Nymph (with lerp removed), eggs, adult, and lerp of eucalyptus lerp psyllid.

Damage caused by eugenia psyllid.

Damage caused by eugenia psyllid.

Lerp psyllids on eucalyptus.

Lerp psyllids on eucalyptus.

Psyllids are aphidlike insects that secrete sticky honeydew. Some species produce white wax, distort leaves and shoots, stunt plant growth, or cause defoliation. Management includes providing proper plant care, conserving natural enemies of psyllids, and applying low-toxicity insecticides when needed.
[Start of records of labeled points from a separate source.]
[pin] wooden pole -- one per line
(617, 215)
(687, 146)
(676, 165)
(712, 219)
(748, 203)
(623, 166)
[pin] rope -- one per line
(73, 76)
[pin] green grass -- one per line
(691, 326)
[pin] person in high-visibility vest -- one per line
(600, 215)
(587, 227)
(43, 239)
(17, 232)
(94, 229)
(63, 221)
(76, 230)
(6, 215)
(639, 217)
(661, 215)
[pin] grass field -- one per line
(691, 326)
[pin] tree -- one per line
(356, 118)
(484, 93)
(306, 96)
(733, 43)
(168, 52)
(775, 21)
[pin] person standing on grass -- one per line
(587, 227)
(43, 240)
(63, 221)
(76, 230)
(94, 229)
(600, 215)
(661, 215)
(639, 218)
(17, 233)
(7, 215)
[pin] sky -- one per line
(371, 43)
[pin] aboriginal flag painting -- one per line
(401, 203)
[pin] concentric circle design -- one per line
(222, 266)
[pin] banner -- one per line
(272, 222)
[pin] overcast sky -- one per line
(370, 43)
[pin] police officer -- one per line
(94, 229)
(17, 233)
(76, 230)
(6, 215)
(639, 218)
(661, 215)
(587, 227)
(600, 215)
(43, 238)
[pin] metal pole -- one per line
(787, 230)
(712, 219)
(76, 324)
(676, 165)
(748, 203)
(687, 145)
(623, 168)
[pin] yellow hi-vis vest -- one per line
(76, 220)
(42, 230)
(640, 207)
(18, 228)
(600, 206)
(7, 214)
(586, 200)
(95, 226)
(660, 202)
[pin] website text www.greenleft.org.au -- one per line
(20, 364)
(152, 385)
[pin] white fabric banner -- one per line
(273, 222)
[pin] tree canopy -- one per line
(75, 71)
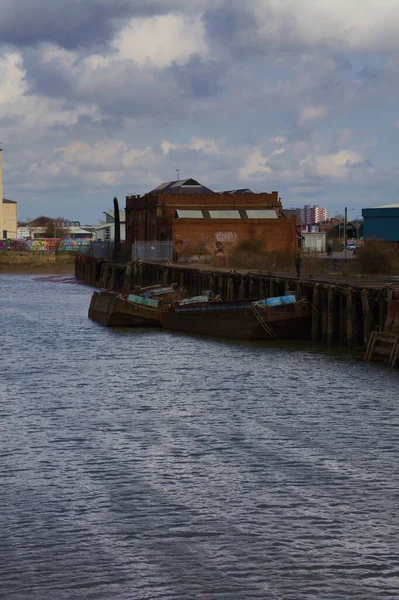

Most plants can tolerate low to moderate numbers of psyllids.

Plants commonly affected include:

  • Acacia, boxwood, eucalyptus, eugenia, pepper tree, and some other ornamentals
  • Pear, potato, and tomato

Damage resembles that from some aphids, scale insects, and whiteflies. Look for:

  • Abundant sticky honeydew that psyllids excrete as they suck plant sap
  • Black sooty mold growing on the honeydew
  • Curly or powdery wax or, in certain species, crystallized covers called “lerps”
  • Distorted or galled leaves or shoots or prematurely dropping foliage

Learn to recognize psyllids.

  • Adults are 1⁄10 to 1⁄5 inch long and hold their wings rooflike over their bodies.
  • Adults are quite active, often jumping away when disturbed.
  • Nymphs are flattened and oblong to round. Some can move, but pit-making species remain stationary.
  • Nymphs of several species that feed on eucalyptus are hidden under hardened covers (lerps).

To reduce problems, use an integrated approach.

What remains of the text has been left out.